Insurer Possibly on the Hook for Georgia Railroad Crossing Accident

Earlier this year, the U.S. Department of Transportation launched a $7 million advertising campaign to warn drivers about the dangers of railroad crossings. The DOT noted that while the total number of railroad incidents have been in decline over the past decade, a person or vehicle is still hit by a train roughly every three hours. In 2016, there were 232 reported deaths due to railroad crossing accidents.

Liberty Surplus Insurance Corp. v. Norfolk Southern Railway Co.

Recently the U.S. 11th Circuit Court of Appeals in Atlanta dealt with a personal injury lawsuit arising from a 2011 railroad crossing accident. The victim was severely injured when a train struck her. She claimed she could not see te approaching train due to “overgrown and improperly maintained vegetation at the railroad crossing.”

The victim sued not only the railroad operator but also the contractor hired to spray pesticide at the crossing. The contractor, in turn, had a railroad liability policy to insure it against possible lawsuit damages.

But as is often the case when dealing with a potentially large personal injury award, the insurer tried to escape responsibility. Although the insurer initially agreed to pay half the cost of defending the lawsuit, it later balked and instead filed a separate lawsuit against the railroad company and the contractor. The insurer basically asked for a judicial declaration the victim’s lawsuit was beyond the scope of the policy.

A federal judge in Georgia rejected the insurer’s claim. On appeal, the 11th Circuit affirmed that rejection. The insurer’s argument, the appeals court explained, came down to how the policy defined the term “work.”

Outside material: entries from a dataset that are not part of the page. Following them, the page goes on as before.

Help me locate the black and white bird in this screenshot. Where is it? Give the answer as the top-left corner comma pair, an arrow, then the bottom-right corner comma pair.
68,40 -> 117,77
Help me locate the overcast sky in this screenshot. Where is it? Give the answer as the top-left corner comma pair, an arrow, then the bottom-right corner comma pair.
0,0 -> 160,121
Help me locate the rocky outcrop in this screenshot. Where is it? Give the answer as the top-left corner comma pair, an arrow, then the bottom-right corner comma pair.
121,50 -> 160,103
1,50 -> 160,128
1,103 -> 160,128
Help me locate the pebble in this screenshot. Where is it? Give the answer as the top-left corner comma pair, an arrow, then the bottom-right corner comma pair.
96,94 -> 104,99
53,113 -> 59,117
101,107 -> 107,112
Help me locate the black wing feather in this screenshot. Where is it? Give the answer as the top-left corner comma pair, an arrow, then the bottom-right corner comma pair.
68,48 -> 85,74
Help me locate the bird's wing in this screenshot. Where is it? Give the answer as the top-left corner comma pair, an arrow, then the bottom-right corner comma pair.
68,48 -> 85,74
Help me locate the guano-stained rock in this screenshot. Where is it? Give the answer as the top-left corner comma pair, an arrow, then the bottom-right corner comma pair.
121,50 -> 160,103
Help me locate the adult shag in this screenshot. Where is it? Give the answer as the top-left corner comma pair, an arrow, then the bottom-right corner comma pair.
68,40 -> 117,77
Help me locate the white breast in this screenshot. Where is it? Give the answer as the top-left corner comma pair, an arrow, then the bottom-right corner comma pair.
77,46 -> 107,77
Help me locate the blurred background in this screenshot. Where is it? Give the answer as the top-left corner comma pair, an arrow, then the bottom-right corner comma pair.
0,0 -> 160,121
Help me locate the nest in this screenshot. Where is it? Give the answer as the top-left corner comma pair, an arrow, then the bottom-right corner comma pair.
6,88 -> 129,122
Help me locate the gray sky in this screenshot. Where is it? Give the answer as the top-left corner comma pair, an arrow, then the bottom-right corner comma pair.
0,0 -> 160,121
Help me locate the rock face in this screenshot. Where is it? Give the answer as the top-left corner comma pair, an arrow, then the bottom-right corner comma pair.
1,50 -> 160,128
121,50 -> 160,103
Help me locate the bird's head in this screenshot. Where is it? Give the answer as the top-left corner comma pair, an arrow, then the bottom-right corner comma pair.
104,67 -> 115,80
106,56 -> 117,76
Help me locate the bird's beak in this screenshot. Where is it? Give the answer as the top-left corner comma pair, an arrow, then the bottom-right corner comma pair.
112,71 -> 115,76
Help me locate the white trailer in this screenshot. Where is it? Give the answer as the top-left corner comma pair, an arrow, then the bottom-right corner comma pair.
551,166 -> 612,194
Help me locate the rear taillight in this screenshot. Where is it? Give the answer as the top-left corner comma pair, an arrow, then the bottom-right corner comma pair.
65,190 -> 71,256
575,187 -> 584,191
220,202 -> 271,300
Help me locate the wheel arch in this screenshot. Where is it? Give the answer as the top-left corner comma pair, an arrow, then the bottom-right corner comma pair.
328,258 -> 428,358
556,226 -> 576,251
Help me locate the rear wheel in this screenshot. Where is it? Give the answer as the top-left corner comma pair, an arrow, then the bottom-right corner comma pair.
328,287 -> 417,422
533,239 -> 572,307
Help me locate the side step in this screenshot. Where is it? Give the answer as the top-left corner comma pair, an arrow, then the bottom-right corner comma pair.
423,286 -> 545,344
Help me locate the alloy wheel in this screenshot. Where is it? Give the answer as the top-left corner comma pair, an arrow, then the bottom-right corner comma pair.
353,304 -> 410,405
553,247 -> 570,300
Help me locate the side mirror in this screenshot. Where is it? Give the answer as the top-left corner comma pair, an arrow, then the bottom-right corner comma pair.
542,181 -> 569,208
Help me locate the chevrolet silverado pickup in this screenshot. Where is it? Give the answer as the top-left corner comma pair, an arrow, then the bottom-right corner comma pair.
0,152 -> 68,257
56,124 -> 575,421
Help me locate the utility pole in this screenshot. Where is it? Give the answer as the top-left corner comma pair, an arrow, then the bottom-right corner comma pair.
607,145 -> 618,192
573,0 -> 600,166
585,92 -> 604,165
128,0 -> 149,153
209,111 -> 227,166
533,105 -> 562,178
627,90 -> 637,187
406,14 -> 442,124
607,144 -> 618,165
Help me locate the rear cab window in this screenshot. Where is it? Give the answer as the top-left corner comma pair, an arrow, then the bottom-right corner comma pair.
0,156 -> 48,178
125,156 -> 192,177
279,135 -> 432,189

The policy stated the insurer was not liable for personal injury that occurred once the contractor’s work of spraying the crossing with pesticides had been completed. The insurer noted the pesticide spraying had taken place 90 days before the victim’s accident. Ergo, the “completed work” exclusion in the insurance policy applied.

Not so fast, the 11th Circuit said. The railroad’s contract was not for a series of one-time sprayings, but rather created a “continuous maintenance and monitoring obligation” on the part of the contractor. Even the insurance company acknowledged this fact.

The insurance company argued that somehow, after each individual spraying was complete, the insurance policy ceased to apply until the next spraying began. This ignored the plain language of the contract. The railroad was paying for ongoing services over a fixed period of time.

The insurer tried in vain to convince the 11th Circuit that there were “different concepts of work” that supported its decision to exclude coverage. However, the appeals court explained it is not the function of judges to rewrite poorly written insurance contracts. To the contrary, Georgia law imposes a duty to strictly construe any ambiguous language in an insurance policy “in favor of coverage.” There is no “curious, hidden meaning” in an insurance contract. The insurer can therefore be held liable should the victim prevail in her personal injury claim against the pesticide contractor.